IT Brief New Zealand - Technology news for CIOs & IT decision-makers
Story image
1 in every 4 companies using Microsoft 365 suffered security breach
Wed, 11th Aug 2021
FYI, this story is more than a year old

One in every four companies suffered at least one email security breach, a new survey from Hornetsecurity has found.

The study examined email security levels and concerns among businesses using Microsoft 365. The survey questioned businesses that use the Microsoft 365 platform looking to understand how they handle email security in an increasingly decentralised working environment.

According to Hornetsecurity, email security is one of the main topics of concern for any IT department, and for good reason.

Security breaches often lead to loss of sensitive data, operation downtime, and lost revenue. The survey of 420+ businesses found that 23% of them, or 1 in 4, reported an email-related security breach. Of these security breaches, 36% were caused by phishing attacks targeting arguably the weakest point of any security system, end-users.

62% of all breaches caused by compromised passwords - phishing attacks

User-compromised passwords and phishing attacks were the reason for 62% of all security breaches reported. 54% of all respondents said they have yet to implement Conditional Access rules, along with Multi-Factor Authentication, which prevents users from logging into their accounts from unsecured networks. A third (33%) of respondents are also yet to implement Multi-Factor Authentication across all users.

68% of companies expect Microsoft 365 to keep them safe from email threats, yet 50% use third-party solutions

There seems to be a disconnect between the expectations that businesses have of Microsoft 365s email security, and the reality: While 2 out of every 3 expect Microsoft to keep them safe from email threats, half of all respondents resort to third-party solutions to supplement email security.

Third-Party Solutions the most effective, with 82% reporting no breaches

Those organisations that use third-party solutions reported the lowest rate of email security breaches in comparison to organisations only using security packages offered by Microsoft 365. 82% of all respondents who use third-party email security solutions reported no breaches.

Additionally, of those who reported paying extra for Microsofts Enterprise Mobility - Security E3 or E5, 48% still make use of third-party solutions. So, while expectations of Microsoft 365s email security are high, the reality is that most companies believe its not enough; and the numbers back up that claim.

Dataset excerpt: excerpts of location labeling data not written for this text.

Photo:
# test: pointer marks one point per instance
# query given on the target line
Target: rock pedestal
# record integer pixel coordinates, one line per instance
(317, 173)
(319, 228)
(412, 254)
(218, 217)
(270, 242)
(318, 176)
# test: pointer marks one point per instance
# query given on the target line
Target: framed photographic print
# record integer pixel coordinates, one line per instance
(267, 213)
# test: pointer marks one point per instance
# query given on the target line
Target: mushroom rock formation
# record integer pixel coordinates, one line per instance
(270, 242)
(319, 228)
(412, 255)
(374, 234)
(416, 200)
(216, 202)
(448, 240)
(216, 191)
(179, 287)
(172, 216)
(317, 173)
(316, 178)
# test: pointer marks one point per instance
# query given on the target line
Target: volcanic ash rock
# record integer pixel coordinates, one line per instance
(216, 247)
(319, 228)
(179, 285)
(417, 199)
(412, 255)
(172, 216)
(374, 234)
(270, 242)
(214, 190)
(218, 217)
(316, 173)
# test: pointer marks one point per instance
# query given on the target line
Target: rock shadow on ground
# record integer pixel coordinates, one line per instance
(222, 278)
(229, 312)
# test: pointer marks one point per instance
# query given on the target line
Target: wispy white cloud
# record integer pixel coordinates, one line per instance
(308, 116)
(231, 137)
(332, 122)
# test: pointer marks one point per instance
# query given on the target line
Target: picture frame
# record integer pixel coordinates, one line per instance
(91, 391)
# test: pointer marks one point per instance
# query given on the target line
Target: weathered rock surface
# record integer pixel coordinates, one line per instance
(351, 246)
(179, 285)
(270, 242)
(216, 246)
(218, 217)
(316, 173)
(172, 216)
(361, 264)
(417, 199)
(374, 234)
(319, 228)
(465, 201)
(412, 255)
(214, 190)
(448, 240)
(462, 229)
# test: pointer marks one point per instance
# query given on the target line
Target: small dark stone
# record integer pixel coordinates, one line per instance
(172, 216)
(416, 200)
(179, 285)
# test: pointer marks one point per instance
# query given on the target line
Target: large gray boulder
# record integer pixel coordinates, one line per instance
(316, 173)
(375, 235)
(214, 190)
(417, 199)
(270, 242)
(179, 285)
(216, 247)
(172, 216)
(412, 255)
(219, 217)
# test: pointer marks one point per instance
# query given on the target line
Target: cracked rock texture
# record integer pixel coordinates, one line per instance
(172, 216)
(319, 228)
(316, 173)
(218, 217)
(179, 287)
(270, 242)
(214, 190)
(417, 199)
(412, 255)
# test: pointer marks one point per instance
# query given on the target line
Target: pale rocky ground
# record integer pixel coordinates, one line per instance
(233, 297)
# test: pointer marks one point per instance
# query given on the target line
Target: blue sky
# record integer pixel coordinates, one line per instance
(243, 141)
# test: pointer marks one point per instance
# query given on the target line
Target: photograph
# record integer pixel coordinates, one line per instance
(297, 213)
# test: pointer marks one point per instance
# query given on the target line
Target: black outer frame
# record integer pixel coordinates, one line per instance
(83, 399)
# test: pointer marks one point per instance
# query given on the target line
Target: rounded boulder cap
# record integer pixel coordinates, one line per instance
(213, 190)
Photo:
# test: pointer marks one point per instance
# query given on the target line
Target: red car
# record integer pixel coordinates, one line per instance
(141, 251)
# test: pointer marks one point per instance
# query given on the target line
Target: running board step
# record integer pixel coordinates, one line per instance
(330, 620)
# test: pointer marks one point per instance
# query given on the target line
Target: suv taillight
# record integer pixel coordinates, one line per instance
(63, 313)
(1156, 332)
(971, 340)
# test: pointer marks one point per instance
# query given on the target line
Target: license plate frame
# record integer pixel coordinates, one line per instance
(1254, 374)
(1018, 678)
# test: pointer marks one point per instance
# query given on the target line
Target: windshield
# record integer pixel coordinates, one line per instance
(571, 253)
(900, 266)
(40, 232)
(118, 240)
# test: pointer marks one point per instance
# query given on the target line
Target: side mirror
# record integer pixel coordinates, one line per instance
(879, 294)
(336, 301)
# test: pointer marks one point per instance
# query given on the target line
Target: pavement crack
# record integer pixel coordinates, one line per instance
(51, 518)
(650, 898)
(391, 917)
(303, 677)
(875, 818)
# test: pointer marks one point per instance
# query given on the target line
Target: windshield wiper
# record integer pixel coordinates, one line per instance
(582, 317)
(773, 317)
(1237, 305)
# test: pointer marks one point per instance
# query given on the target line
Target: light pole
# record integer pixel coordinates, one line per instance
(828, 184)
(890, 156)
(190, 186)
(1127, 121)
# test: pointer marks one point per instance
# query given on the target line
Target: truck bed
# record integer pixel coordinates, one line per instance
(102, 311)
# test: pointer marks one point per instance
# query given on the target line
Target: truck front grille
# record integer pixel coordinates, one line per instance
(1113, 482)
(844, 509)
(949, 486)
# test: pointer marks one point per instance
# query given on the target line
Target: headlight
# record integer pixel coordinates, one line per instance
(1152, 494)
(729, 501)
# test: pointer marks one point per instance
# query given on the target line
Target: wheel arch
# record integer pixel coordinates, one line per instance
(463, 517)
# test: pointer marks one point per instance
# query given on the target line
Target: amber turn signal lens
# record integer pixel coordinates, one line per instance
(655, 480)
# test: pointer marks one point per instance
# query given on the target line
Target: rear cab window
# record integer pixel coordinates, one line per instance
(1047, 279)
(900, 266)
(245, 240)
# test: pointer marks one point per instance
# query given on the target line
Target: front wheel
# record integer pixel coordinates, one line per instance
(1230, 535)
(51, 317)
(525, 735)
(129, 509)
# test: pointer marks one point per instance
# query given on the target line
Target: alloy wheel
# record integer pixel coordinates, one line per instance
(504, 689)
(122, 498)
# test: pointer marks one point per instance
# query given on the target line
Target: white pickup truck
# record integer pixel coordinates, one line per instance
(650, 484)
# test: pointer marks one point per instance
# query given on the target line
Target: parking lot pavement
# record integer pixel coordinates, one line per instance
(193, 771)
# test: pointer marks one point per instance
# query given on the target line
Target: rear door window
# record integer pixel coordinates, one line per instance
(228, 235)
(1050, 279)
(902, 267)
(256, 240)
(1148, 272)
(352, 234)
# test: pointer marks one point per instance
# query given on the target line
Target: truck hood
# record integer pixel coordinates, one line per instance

Companies with between 201-1,000+ employees are the most vulnerable to email security breaches

74% of all security breaches reported in this survey were experienced by companies that fell within the 201-1000+ employee bracket. This is likely due to factors such as budget and recruitment priorities that do not recognise digital security as a major concern. Once the employee count exceeds 1,000, the incidence of an email breach decreases to 17% - probably due to reactions to previous security concerns and the ability to invest in more robust security protocols.